Quick Links

BUG? Slave don't reconnect to the master

From:	Олег Самойлов <splarv(at)ya(dot)ru>
To:	pgsql-general <pgsql-general(at)postgresql(dot)org>
Subject:	BUG? Slave don't reconnect to the master
Date:	2020-08-18 10:48:41
Message-ID:	60590EC6-4062-4F25-A49C-3948ED2A7D47@ya.ru
Views:	Whole Thread \| Raw Message \| Download mbox \| Resend email
Thread:
Lists:	pgsql-general

Hi all.

I found some strange behaviour of postgres, which I recognise as a bug. First of all, let me explain situation.

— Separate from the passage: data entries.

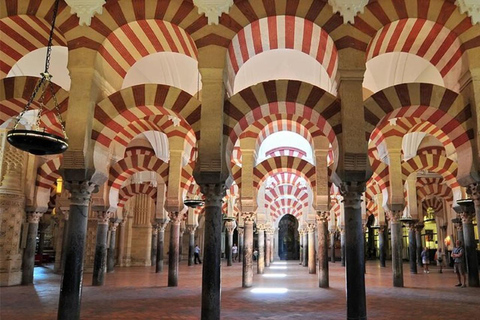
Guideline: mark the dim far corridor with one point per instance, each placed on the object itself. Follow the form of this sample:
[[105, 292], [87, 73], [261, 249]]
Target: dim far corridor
[[284, 291]]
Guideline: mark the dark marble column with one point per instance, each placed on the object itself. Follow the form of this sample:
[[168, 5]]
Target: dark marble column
[[191, 244], [211, 273], [311, 249], [412, 247], [382, 233], [354, 250], [342, 245], [174, 248], [153, 249], [397, 245], [247, 275], [162, 224], [112, 247], [100, 259], [261, 249], [332, 245], [418, 242], [230, 225], [322, 227], [471, 259], [28, 259], [71, 286]]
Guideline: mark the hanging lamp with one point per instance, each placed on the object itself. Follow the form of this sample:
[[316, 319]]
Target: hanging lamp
[[37, 140]]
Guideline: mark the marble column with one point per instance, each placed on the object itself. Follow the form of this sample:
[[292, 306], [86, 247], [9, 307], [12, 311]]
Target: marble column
[[174, 248], [71, 286], [412, 247], [161, 242], [382, 233], [100, 262], [230, 225], [471, 259], [332, 245], [28, 260], [212, 251], [240, 231], [322, 227], [311, 248], [247, 275], [191, 244], [261, 249], [418, 242], [354, 250], [342, 245], [397, 245], [112, 247], [153, 250]]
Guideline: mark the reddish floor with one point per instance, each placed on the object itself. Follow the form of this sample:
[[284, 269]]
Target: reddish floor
[[139, 293]]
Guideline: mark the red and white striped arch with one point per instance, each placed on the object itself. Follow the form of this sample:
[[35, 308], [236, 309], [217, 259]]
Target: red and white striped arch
[[282, 32], [132, 41], [320, 109], [22, 34], [133, 189], [427, 39], [275, 165], [439, 106]]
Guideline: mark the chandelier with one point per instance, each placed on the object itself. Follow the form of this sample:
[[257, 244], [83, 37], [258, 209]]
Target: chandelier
[[40, 140]]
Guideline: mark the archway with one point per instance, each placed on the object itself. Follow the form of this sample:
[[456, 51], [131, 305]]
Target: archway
[[288, 238]]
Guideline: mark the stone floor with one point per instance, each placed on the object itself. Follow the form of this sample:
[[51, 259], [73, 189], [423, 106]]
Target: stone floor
[[139, 293]]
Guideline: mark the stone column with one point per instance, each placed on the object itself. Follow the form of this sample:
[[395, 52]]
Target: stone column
[[311, 248], [174, 248], [397, 245], [240, 231], [71, 287], [247, 275], [161, 242], [332, 245], [111, 248], [342, 245], [418, 242], [471, 258], [191, 244], [412, 247], [28, 261], [153, 252], [230, 225], [100, 262], [211, 273], [322, 220], [261, 249], [354, 250]]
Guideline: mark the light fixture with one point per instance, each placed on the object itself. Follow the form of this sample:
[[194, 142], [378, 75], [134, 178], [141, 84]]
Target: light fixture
[[37, 140]]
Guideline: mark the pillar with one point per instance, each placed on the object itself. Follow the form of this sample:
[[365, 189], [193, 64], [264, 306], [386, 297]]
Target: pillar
[[153, 251], [397, 245], [191, 244], [28, 260], [71, 286], [322, 220], [211, 277], [174, 248], [161, 242], [100, 262], [247, 274], [311, 248], [230, 225], [470, 245], [412, 247], [112, 247], [261, 249]]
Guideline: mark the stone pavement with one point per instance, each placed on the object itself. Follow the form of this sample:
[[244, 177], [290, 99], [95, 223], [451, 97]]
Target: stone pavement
[[287, 291]]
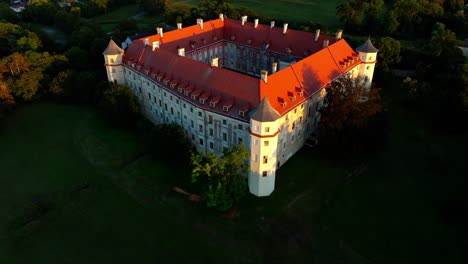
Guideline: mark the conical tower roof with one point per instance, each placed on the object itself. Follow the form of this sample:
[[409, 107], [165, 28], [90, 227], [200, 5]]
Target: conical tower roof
[[113, 49], [265, 112], [367, 47]]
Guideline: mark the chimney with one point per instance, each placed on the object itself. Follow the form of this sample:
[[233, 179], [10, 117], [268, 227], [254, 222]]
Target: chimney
[[214, 62], [285, 28], [200, 22], [264, 75], [274, 67], [181, 52], [159, 30], [338, 34], [317, 34], [155, 45], [325, 43], [244, 19]]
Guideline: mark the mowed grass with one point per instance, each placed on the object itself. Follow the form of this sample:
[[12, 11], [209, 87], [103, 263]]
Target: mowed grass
[[323, 12], [110, 20], [292, 11]]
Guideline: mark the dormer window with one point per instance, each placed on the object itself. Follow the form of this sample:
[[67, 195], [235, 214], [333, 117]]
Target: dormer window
[[282, 102]]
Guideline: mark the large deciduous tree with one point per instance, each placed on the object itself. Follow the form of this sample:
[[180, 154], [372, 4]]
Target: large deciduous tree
[[6, 99], [222, 179], [119, 105], [348, 123]]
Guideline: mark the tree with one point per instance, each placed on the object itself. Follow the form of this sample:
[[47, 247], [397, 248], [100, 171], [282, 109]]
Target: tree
[[389, 53], [119, 106], [222, 179], [349, 124], [442, 40]]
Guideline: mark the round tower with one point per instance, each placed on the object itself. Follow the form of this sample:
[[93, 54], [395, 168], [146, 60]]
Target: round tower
[[264, 132], [113, 62], [368, 55]]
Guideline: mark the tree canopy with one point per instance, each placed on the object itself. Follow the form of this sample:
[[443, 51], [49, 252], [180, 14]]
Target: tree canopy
[[222, 179]]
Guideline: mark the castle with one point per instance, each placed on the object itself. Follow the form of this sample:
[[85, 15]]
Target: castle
[[230, 82]]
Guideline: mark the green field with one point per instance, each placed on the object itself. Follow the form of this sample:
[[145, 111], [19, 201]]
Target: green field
[[323, 12], [293, 11], [76, 191]]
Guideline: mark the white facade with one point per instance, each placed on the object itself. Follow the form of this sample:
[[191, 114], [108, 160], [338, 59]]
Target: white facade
[[270, 143]]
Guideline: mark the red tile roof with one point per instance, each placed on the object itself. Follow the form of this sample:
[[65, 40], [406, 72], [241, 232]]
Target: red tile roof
[[241, 91]]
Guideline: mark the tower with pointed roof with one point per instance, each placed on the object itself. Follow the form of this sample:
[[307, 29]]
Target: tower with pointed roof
[[264, 131], [368, 55], [113, 62]]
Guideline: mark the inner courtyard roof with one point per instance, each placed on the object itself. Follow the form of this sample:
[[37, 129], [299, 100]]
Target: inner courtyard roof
[[284, 89]]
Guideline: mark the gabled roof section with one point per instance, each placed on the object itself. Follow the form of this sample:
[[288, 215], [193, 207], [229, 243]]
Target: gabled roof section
[[113, 49], [367, 47], [300, 43], [309, 75], [265, 112]]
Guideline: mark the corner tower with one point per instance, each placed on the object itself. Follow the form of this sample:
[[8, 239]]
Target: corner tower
[[113, 62], [368, 55], [264, 131]]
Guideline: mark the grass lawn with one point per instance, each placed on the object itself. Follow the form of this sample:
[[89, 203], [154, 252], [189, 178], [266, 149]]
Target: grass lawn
[[109, 20], [74, 190]]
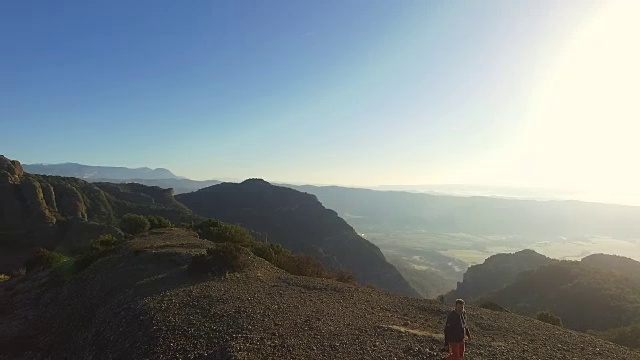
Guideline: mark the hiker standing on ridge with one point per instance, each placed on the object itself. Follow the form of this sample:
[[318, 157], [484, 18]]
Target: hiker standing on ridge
[[455, 331]]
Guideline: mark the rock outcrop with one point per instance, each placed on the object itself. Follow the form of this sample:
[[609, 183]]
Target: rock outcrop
[[140, 302], [65, 213]]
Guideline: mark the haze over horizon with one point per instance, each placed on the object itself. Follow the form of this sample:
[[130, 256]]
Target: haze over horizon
[[542, 94]]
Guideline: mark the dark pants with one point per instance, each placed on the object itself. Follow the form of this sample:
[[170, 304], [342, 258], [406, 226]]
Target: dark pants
[[457, 350]]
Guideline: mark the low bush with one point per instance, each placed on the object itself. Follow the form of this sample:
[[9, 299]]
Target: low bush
[[223, 258], [489, 305], [158, 222], [219, 232], [226, 234], [134, 224], [43, 259]]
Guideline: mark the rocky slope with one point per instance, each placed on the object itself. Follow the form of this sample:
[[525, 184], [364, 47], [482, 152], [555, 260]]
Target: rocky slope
[[65, 213], [300, 223], [140, 302]]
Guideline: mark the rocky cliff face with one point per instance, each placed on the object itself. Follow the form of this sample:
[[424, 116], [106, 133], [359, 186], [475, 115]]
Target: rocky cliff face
[[300, 223], [66, 213], [140, 302], [497, 272]]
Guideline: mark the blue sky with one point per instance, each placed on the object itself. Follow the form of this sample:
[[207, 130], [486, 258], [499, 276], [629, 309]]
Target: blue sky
[[337, 92]]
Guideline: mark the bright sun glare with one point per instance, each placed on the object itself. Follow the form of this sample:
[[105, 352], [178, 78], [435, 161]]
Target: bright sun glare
[[584, 127]]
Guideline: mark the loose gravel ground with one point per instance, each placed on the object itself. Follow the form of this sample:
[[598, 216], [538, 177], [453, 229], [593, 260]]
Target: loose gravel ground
[[141, 303]]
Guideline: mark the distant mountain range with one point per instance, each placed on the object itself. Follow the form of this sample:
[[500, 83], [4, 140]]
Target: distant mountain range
[[299, 222], [66, 213], [92, 173], [600, 292]]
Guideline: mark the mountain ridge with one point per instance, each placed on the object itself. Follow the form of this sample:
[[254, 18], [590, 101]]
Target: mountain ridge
[[142, 298], [299, 222]]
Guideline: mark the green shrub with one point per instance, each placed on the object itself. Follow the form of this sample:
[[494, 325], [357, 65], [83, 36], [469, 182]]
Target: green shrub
[[238, 237], [43, 259], [97, 249], [546, 316], [302, 265], [134, 224], [223, 258], [103, 242], [219, 232], [489, 305], [158, 222]]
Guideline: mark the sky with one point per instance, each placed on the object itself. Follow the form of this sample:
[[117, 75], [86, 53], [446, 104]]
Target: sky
[[350, 92]]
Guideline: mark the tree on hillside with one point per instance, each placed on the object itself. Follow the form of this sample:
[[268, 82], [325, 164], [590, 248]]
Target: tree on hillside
[[548, 317], [134, 224], [158, 222]]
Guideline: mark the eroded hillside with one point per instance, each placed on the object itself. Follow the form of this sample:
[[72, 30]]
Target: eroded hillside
[[141, 302]]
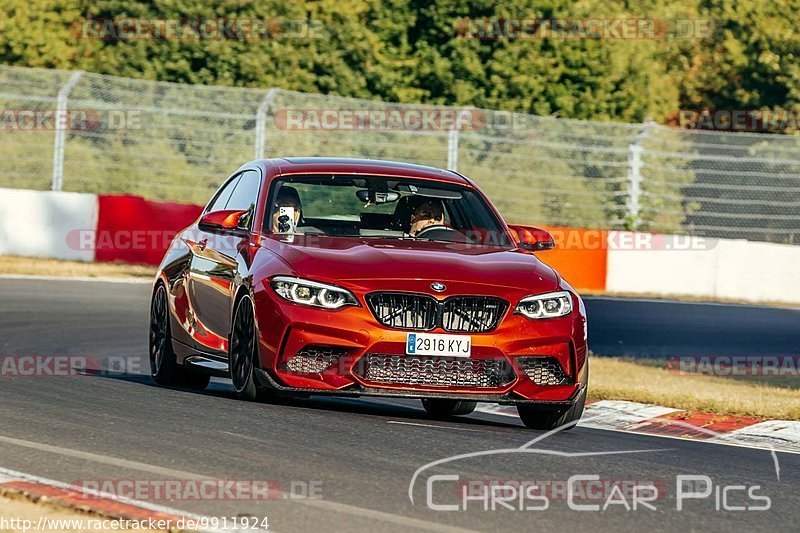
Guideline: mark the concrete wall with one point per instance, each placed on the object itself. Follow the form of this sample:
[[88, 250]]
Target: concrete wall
[[716, 268], [45, 224]]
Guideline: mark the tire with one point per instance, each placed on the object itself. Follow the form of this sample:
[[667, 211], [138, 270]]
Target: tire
[[163, 367], [242, 352], [438, 408], [550, 419]]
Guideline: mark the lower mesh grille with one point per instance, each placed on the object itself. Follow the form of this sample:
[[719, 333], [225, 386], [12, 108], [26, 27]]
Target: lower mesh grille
[[314, 359], [543, 370], [435, 371]]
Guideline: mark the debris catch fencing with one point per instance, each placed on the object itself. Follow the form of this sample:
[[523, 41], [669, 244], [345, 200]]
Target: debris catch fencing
[[77, 131]]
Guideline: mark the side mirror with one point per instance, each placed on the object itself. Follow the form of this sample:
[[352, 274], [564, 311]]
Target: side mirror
[[227, 220], [531, 238]]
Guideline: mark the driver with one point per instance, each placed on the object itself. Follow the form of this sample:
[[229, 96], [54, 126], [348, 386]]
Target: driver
[[429, 212], [287, 197]]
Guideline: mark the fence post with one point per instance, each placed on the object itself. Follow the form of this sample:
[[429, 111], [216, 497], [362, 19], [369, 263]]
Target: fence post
[[261, 122], [452, 141], [61, 124], [635, 150]]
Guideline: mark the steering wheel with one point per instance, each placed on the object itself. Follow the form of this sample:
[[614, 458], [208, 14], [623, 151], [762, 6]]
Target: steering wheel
[[440, 232]]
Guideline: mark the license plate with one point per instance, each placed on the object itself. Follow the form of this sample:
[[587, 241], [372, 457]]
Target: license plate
[[436, 344]]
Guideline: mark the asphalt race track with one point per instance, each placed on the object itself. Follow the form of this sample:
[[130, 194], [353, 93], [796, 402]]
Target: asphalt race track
[[360, 455]]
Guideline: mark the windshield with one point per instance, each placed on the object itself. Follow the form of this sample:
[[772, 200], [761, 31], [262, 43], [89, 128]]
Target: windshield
[[381, 207]]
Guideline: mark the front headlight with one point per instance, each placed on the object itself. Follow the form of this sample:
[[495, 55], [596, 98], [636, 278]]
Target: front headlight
[[550, 305], [313, 293]]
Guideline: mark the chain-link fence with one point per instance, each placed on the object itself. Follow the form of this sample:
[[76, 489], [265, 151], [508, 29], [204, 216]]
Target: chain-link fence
[[78, 131]]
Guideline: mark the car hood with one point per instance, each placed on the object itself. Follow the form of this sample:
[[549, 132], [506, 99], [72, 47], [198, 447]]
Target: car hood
[[366, 262]]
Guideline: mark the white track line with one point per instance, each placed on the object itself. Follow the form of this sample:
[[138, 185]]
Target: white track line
[[324, 505], [99, 279]]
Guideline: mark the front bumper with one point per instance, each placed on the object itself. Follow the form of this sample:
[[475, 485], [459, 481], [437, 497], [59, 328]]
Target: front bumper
[[351, 335]]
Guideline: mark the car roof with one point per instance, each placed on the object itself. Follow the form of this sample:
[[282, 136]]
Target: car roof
[[313, 165]]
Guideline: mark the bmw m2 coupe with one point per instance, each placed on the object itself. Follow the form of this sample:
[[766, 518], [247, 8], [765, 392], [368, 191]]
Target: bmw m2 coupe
[[356, 277]]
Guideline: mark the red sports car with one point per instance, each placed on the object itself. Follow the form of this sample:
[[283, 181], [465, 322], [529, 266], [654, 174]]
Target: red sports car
[[356, 277]]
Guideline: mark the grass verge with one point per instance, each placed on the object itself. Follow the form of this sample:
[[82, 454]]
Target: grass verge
[[55, 267], [650, 382]]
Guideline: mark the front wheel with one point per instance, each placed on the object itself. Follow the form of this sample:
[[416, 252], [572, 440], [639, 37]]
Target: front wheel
[[164, 368], [242, 352], [438, 408]]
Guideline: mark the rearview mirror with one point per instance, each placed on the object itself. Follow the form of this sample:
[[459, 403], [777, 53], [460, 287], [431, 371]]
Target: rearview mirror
[[226, 220], [377, 197], [531, 238]]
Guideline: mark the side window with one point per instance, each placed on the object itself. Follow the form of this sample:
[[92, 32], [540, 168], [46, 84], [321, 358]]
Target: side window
[[223, 196], [245, 195]]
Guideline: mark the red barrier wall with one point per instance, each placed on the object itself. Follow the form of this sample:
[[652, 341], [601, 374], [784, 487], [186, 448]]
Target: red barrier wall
[[135, 230]]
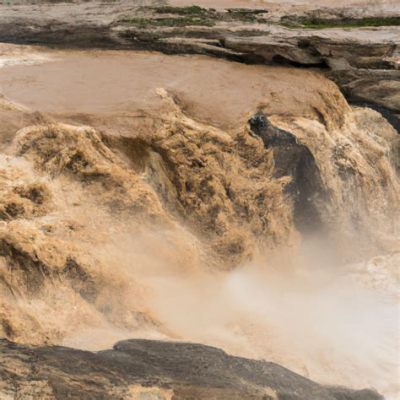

I created a "test bed" (not sure how to call it right), to test high availability clusters based on Pacemaker and PostgreSQL. The test bed consist of 12 virtual machines (on VirtualBox) runing on a MacBook Pro and formed 4 HA clusters with different structure. And all 4 HA cluster constantly tested in loop: simulated failures with different nature, waited for rising fall-over, fixing, and so on. For simplicity I'll explain only one HA cluster. This is 3 virtual machines, with master on one, and sync and async slaves on other. The PostgreSQL service is provided by float IPs pointed to working master and slaves. Slaves are connected to the master float IP too. When the pacemaker detects a failure, for instance, on the master, it promote a master on other node with lowest latency WAL and switches float IPs, so the third node keeping be a sync slave. My company decided to open this project as an open source, now I am finishing formality.

Almost works fine, but sometimes, rather rare, I detected that a slave don't reconnect to the new master after a failure. First case is PostgreSQL-STOP, when I `kill` by STOP signal postgres on the master to simulate freeze. The slave don't reconnect to the new master with errors in log:

18:02:56.236 [3154] FATAL: terminating walreceiver due to timeout
18:02:56.237 [1421] LOG: record with incorrect prev-link 0/1600DDE8 at 0/1A00DE10

What is strange that error about incorrect WAL is risen after the termination of connection. Well, this can be workarouned by turning off wal receiver timeout. Now PostgreSQL-STOP works fine, but the problem is still exists with other test. ForkBomb simulates an out of memory situation. In this case a slave sometimes don't reconnect to the new master too, with errors in log:

10:09:43.99 [1417] FATAL: could not receive data from WAL stream: server closed the connection unexpectedly
This probably means the server terminated abnormally
before or while processing the request.
10:09:43.992 [1413] LOG: invalid record length at 0/D8014278: wanted 24, got 0

The last error message (last row in log) was observed different, btw.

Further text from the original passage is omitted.